The appellate court ruled that the city did not owe the plaintiff a duty under section 835. Although section 835 imposes a duty on public entities not to maintain property in a dangerous condition, it does not expressly state to whom the duty is owed. The plaintiff contended that causation was sufficient to establish that the city owed a duty to her, even if she did not have contact with the property. But no case finds liability under section 835 where the plaintiff has had no physical contact with the dangerous condition on the subject property or any adjacent property. The trial court analogized to case law that a private landowner can be liable when a person takes home asbestos fibers, and the exposure to the fibers causes another person to become ill. But that law concerns private landowners. Section 835 liability is not coextensive with private liability. Further, the plaintiff did not allege the husband brought home fleas or other infection vectors from the public property; she alleges she contracted the disease from her husband. The city therefore owed no duty to the plaintiff, and the demurrer should have been sustained on that ground.

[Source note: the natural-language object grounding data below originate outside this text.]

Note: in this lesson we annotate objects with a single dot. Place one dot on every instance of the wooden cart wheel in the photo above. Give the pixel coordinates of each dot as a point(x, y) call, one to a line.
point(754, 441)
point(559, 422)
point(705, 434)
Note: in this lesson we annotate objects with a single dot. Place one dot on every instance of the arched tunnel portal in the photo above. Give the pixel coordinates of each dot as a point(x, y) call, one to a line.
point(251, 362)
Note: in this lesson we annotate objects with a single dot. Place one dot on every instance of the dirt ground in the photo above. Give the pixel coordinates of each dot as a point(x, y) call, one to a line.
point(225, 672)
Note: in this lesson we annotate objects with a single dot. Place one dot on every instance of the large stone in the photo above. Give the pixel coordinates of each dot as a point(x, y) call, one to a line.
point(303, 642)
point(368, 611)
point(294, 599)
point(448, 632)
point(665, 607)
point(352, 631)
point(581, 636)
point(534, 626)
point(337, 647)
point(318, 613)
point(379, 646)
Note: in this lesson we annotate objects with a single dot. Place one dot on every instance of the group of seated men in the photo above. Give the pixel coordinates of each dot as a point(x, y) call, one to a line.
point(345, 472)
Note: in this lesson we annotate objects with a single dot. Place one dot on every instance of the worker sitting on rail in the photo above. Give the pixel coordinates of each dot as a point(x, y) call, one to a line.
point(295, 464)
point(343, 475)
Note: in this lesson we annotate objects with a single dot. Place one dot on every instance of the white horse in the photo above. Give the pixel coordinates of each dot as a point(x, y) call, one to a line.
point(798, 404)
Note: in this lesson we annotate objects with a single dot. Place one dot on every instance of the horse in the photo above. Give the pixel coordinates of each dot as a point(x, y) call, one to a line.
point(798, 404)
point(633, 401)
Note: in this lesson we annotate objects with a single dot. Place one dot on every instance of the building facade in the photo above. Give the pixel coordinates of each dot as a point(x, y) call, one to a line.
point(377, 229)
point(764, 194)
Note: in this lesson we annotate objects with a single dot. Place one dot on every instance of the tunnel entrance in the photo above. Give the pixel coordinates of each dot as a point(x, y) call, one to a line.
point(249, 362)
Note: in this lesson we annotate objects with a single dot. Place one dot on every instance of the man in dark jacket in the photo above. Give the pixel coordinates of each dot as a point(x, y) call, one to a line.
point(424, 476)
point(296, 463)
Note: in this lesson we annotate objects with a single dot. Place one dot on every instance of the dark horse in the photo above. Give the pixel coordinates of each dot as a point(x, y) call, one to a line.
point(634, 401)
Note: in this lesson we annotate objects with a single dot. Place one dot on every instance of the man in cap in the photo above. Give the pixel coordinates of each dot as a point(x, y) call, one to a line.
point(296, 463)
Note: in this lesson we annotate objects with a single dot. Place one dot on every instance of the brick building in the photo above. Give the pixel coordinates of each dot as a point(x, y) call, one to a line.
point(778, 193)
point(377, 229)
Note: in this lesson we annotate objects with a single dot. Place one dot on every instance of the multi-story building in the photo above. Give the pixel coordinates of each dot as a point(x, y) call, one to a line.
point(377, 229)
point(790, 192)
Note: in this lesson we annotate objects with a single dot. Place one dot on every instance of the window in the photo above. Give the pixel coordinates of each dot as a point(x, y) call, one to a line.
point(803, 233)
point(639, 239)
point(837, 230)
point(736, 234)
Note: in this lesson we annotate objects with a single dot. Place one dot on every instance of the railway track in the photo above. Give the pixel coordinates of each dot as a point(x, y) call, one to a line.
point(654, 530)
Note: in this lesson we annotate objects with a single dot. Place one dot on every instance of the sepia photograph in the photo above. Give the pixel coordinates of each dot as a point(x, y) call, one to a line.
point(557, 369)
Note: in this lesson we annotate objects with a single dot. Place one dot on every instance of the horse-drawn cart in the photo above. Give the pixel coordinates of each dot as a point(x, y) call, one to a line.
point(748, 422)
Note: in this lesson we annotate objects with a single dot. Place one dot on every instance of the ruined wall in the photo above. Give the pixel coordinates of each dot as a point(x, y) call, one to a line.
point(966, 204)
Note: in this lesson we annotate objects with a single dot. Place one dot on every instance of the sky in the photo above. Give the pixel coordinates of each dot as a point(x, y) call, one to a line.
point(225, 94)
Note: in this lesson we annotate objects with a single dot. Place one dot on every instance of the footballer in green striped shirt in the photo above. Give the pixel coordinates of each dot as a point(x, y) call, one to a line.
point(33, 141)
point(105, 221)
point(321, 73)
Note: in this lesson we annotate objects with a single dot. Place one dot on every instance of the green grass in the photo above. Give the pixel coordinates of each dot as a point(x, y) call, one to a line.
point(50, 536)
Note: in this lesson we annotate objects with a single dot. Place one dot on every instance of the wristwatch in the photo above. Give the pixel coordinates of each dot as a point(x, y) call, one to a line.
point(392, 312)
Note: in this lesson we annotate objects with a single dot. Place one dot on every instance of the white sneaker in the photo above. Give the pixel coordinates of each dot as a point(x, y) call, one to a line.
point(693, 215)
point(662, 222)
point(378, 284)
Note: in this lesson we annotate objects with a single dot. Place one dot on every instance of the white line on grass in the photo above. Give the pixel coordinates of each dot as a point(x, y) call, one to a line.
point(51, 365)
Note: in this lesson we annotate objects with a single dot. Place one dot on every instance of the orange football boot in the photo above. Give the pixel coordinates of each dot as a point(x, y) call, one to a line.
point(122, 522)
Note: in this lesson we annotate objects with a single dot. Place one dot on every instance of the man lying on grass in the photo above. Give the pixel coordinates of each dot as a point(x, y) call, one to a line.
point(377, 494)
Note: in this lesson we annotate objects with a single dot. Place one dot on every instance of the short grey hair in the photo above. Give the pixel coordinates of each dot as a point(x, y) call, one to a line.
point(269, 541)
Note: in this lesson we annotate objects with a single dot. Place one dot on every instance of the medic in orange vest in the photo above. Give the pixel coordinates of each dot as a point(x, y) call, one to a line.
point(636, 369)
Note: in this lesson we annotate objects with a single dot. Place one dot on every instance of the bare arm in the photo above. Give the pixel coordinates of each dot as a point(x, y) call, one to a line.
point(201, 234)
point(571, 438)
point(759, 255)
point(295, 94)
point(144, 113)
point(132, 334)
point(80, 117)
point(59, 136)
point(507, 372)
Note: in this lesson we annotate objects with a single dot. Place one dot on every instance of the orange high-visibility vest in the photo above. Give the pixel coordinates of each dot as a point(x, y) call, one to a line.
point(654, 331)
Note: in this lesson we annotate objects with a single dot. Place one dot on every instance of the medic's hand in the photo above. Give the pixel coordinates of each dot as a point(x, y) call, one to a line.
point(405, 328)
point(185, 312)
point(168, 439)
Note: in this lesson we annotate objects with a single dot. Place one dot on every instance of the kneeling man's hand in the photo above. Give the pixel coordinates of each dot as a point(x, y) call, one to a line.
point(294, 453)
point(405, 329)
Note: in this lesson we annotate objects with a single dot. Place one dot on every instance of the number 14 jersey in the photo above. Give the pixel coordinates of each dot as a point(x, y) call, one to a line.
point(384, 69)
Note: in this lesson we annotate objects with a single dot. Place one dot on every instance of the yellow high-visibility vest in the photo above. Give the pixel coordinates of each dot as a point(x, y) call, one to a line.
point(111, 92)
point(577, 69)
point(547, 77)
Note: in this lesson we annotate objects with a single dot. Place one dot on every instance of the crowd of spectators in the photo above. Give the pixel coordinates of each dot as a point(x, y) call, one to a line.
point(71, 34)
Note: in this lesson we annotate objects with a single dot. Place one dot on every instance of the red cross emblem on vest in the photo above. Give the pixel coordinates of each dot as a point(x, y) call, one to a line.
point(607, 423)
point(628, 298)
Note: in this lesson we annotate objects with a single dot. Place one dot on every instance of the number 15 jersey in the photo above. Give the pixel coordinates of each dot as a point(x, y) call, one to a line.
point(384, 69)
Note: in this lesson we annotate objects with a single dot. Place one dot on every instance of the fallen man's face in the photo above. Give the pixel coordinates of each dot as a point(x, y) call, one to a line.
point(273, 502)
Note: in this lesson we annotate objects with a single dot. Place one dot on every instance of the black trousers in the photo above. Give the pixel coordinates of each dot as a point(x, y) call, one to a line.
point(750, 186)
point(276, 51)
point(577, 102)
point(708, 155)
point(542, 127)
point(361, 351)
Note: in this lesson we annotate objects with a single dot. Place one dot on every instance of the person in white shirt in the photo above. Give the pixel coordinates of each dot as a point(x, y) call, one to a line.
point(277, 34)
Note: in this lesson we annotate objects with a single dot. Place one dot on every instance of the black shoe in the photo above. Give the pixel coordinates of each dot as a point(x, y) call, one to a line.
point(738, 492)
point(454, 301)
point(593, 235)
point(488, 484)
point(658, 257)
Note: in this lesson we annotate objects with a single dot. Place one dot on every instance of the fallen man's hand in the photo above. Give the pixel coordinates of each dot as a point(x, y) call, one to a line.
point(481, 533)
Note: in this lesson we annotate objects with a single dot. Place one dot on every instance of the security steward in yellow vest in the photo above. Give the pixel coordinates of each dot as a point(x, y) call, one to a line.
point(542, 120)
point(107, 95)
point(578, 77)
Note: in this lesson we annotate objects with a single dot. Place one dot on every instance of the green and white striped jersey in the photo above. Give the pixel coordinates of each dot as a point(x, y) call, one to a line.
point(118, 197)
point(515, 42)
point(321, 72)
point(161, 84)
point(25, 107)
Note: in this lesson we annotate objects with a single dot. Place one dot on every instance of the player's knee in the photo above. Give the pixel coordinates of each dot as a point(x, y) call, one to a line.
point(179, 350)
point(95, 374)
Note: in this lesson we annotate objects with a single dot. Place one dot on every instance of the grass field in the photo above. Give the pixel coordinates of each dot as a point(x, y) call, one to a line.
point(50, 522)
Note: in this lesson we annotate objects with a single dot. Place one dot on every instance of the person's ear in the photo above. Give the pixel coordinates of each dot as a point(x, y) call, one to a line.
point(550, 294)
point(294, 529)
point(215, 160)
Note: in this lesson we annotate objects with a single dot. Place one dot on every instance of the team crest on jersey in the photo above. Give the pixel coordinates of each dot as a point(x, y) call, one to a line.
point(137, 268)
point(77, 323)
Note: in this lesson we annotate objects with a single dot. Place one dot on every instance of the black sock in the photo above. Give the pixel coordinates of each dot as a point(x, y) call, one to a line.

Further, even if the city owed a duty, it was immune under section 855.4. Keeping city property free from disease-causing conditions is a discretionary discretion subject to the immunity. The plaintiff had the duty to plead with particularity facts showing the city's actions did not fall within the immunity. She did not do so. She did not allege a nondiscretionary mandatory duty the city failed to comply with. Although the immunity does not apply to failure to carry out decisions with due care, the plaintiff did not allege facts in her complaint that the city carried out any particular act or omission without due care. Instead, she alleged the decision not to abate the dangerous condition of the property caused the injury.